First the hopeful one. As I wrote last week, the Islamic State in Iraq and the Levant, an al-Qaeda affiliate fighting with Syrian opposition, has succeeded in capturing the town of Raqqa and imposing the classical dhimma on the town’s Christian inhabitants.The dhimma is a notional contract that Christians make with the Islamic community; it offers Christians protection and some autonomy in exchange for their agreement to pay a poll tax called the jizya and to accept restrictions on their dress, movement, construction of churches, etc. Although the historical origins are obscure, the dhimma was a standard concept in classical Islamic law. The Ottomans abandoned the concept only in the 19th century. Its revival now, even in this limited way, is a very worrying sign.

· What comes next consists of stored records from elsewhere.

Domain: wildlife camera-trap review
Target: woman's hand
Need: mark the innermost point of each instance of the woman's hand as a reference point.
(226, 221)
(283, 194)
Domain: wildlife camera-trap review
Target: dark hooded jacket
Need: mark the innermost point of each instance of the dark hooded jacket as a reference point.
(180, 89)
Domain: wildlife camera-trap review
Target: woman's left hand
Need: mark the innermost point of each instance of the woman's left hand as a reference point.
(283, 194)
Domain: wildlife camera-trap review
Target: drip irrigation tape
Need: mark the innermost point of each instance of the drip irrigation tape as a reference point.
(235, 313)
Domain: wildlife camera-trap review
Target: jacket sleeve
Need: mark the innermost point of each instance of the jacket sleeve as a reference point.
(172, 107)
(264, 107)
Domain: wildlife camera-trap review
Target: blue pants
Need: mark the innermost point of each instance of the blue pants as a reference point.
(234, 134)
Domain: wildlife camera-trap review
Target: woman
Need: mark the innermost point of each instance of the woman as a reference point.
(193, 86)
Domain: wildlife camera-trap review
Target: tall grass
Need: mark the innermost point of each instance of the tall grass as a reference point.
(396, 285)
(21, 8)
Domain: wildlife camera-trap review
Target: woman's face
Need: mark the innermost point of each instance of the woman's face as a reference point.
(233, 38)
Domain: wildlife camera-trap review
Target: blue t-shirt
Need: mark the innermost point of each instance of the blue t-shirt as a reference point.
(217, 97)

In a response to my post, a post at Andrew Sullivan’s blog points to comments condemning ISIL by a scholar at Egypt’s al-Azhar University, the leading center of Sunni Islamic learning. The scholar, Sheikh Abdul Zahir Shehata, maintains that Islamic law makes imposition of the dhimma illegal in these circumstances. ISIL’s collection of the jizya , he says, is “a form of theft that uses religion as a cover.”

It’s gratifying to see someone from al-Azhar making the point. But there is a certain ambiguity in Shehata’s remarks. If you read them closely, you see that he is not necessarily condemning the jizya as such, only its collection by a renegade group:

“ISIL contradicts itself,” Shehata said. “On the one hand they say they are implementing the provisions of Islamic sharia, including the ‘jizya’, however the Islamic state must be a full-fledged state and recognised by its citizens and subjects, which is not the case in the areas where ISIL is imposing its control by force and bloodshed.”

Maybe it’s a problem with the translation, or perhaps one has to read the whole interview to understand Shehata’s point. But it’s important to focus on the nuances. Perhaps Shehata’s real point is that only a true Islamic law state, not a band of rebels acting outside government authority, may impose the jizya–in which case, Syria’s Christians may find his rejection of ISIL’s actions less reassuring than first appears.

The less hopeful update: over the weekend, fighters with a different al-Qaeda offshoot in the opposition, a rival of ISIL known as the Nusra Front, captured the Armenian Christian town of Kessab. The fighters crossed the border from Turkey, where their bases are located, and attacked the town on Friday. By Sunday, it had fallen. Thousands of Kessab’s Christians–some of whom had sought refuge from Raqqa–have fled to the nearby city of Latakia, where they receiving assistance from the local community, the Red Cross, and Red Crescent. Eyewitnesses report that the Nusra Front has looted Christian homes and stores and desecrated churches in Kessab.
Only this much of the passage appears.